The 60 nucleotide RNA from bacterial 23S rRNA that we study by NMR, steady-state and time-resolved fluorescence, stop-flow fluorescence, and computational methods has been the subject of several previous studies. Most notably, the Draper lab described the Mg2+ dependence of its tertiary folding and the thermodynamics of this association, and solved a crystal structure that shows it bound to a single K+ ion. The Schwalbe lab has studied its binding to both the L11 protein and to thiostrepton using NMR. Now, we are using specific 2-aminopurine labeling and specific 13C-NTP incorporation to probe its folding pathways, extracting folding kinetics, sites of Mg2+ association by NMR, and site-specific dynamics of its loops and junctions by NMR relaxation. Computational experiments probe K+ and Mg2+ ion association and exchange. This is also a collaboration with the Cheatham lab.   

 

Which RNA:Protein interactions do we study?

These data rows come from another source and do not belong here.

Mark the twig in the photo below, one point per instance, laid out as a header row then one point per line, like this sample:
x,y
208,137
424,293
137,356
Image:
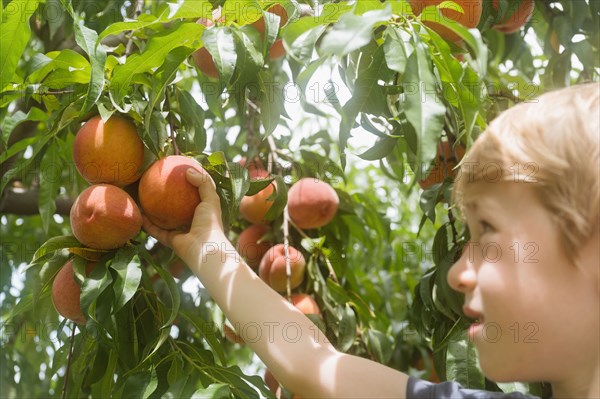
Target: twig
x,y
65,383
171,125
286,248
139,5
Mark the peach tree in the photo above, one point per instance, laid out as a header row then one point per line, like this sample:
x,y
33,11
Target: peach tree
x,y
373,98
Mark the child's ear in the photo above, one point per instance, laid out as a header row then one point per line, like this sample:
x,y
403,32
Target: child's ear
x,y
588,256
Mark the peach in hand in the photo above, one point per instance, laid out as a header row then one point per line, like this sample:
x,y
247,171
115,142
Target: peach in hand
x,y
166,197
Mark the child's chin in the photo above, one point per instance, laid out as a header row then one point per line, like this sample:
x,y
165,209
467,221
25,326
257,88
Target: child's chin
x,y
501,372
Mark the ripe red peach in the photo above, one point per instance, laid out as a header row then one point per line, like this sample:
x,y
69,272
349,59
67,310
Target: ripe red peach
x,y
104,216
516,16
306,304
202,58
166,197
272,268
447,157
468,15
312,203
109,152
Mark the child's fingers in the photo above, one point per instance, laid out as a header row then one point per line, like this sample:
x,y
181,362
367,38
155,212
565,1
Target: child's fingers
x,y
206,186
161,235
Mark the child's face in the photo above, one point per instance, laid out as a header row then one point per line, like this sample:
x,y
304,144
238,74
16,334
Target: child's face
x,y
537,312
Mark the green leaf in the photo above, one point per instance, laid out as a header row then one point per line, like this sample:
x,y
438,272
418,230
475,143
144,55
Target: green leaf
x,y
59,69
393,46
301,36
280,200
208,331
423,106
461,362
15,32
18,117
128,277
214,391
347,329
271,101
380,345
50,182
352,32
93,285
381,149
159,46
220,43
53,245
164,76
367,95
190,9
193,115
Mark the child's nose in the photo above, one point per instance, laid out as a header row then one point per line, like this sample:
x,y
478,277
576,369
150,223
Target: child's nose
x,y
462,276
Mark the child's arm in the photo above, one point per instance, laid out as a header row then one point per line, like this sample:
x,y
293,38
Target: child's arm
x,y
287,341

Our work has focused for some time on human U1A protein and its recognition of two RNAs. In the U1 snRNP, U1A is bound to Stemloop II of the human U1 snRNA, where it uses seven out of ten nucleotides in the loop for specific recognition. In the nucleus, U1A also binds to its own pre-mRNA, in an interaction with the Polyadenylation Inhibition Element (PIE) RNA. This structure, found at the 3′ untranslated region of the U1A pre-mRNA, is bound by two U1A molecules to block adenylation. Only the N-terminal RNA Binding Domain (RBD) or RNA Recognition Motif (RRM) of the protein binds RNA; the function of the C-terminal RRM remains unknown.

 

The Drosophila SNF protein comes from a different branch of the U1A/U2B”/SNF evolutionary tree. The fly doesn’t have U1A protein, and it also lacks the related U2B” protein. Instead, it has SNF (sans fille). It binds both the U1 snRNA Stemloop II and the U2 snRNA Stemloop IV, and also binds the U2A’ protein. When Stemloop IV is bound to SNF, the affinity for U2A’ protein is enhanced, and when U2A’ is bound to SNF, the affinity for SLIV is increased. This example of heterotropic linkage is now the subject of thermodynamic, NMR, and computational investigations.